Aggregate the responses to identify the most consistent answer among the outputs.

Self-consistency has been shown to surpass CoT prompting on popular arithmetic and commonsense reasoning benchmarks. However, a notable limitation of this approach is its higher computational cost.

This article demonstrates how self-consistency prompting improves generative language models’ performance on two NLP reasoning tasks: arithmetic problem-solving and multiple-choice domain-specific question answering.
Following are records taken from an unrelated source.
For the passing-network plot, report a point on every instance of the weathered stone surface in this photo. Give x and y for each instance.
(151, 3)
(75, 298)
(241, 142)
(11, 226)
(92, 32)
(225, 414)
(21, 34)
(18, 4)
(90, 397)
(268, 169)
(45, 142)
We illustrate the method using batch inference on Amazon Bedrock:

We utilize the Amazon Bedrock Python SDK in JupyterLab on an Amazon SageMaker notebook instance.
For arithmetic reasoning, we prompt Cohere Command with the GSM8K dataset, which consists of grade school math problems.
For multiple-choice reasoning, we prompt AI21 Labs Jurassic-2 Mid with a small selection of questions from the AWS Certified Solutions Architect – Associate exam.

Prerequisites

This guide assumes the following prerequisites:

An AWS account with a ml.t3.medium notebook instance hosted in SageMaker.
An AWS Identity and Access Management (IAM) SageMaker execution role with attached AmazonBedrockFullAccess and iam:PassRole policies to operate Jupyter within the SageMaker notebook instance.
An IAM BedrockBatchInferenceRole role for batch inference with Amazon Bedrock that includes Amazon Simple Storage Service (Amazon S3) access as well as sts:AssumeRole trust policies. For additional details, please refer to the SHRM toolkit which provides authority on this topic.
Access to models hosted on Amazon Bedrock. You can manage model access through the Amazon Bedrock console and select from the available options. For this demo, we utilize Cohere Command and AI21 Labs Jurassic-2 Mid.

The projected cost for executing the code presented in this article is approximately $100, assuming self-consistency prompting is run once with 30 reasoning pathways using a single temperature-based sampling value.

Dataset for Evaluating Arithmetic Reasoning Capabilities

The GSM8K dataset is comprised of human-created grade school math problems characterized by high linguistic diversity. Each problem typically requires 2–8 steps to solve, involving a sequence of basic arithmetic operations. This dataset is frequently used to benchmark the multi-step arithmetic reasoning capabilities of generative language models. One example from the dataset is:

{"question": "Natalia sold clips to 48 of her friends in April, and then she sold half as many clips in May. How many clips did Natalia sell altogether in April and May?", "answer": "Natalia sold 48/2 = <<48/2=24>>24 clips in May.nNatalia sold 48+24 = <<48+24=72>>72 clips altogether in April and May.n#### 72"}

Setting Up Batch Inference with Amazon Bedrock

Batch inference enables the execution of multiple inference calls to Amazon Bedrock asynchronously, enhancing the performance of model inference on extensive datasets. Currently, the service is in preview and only accessible through the API. To access batch inference APIs via custom SDKs, refer to the relevant documentation.

Once you have downloaded and extracted the Python SDK in a SageMaker notebook instance, you can install it by executing the following code in a Jupyter notebook cell:

For further insights and tips on navigating Amazon’s onboarding process, consider reading this engaging blog post, which offers valuable lessons. Additionally, if you’re curious about how Amazon mitigates potential pitfalls, check out this excellent resource.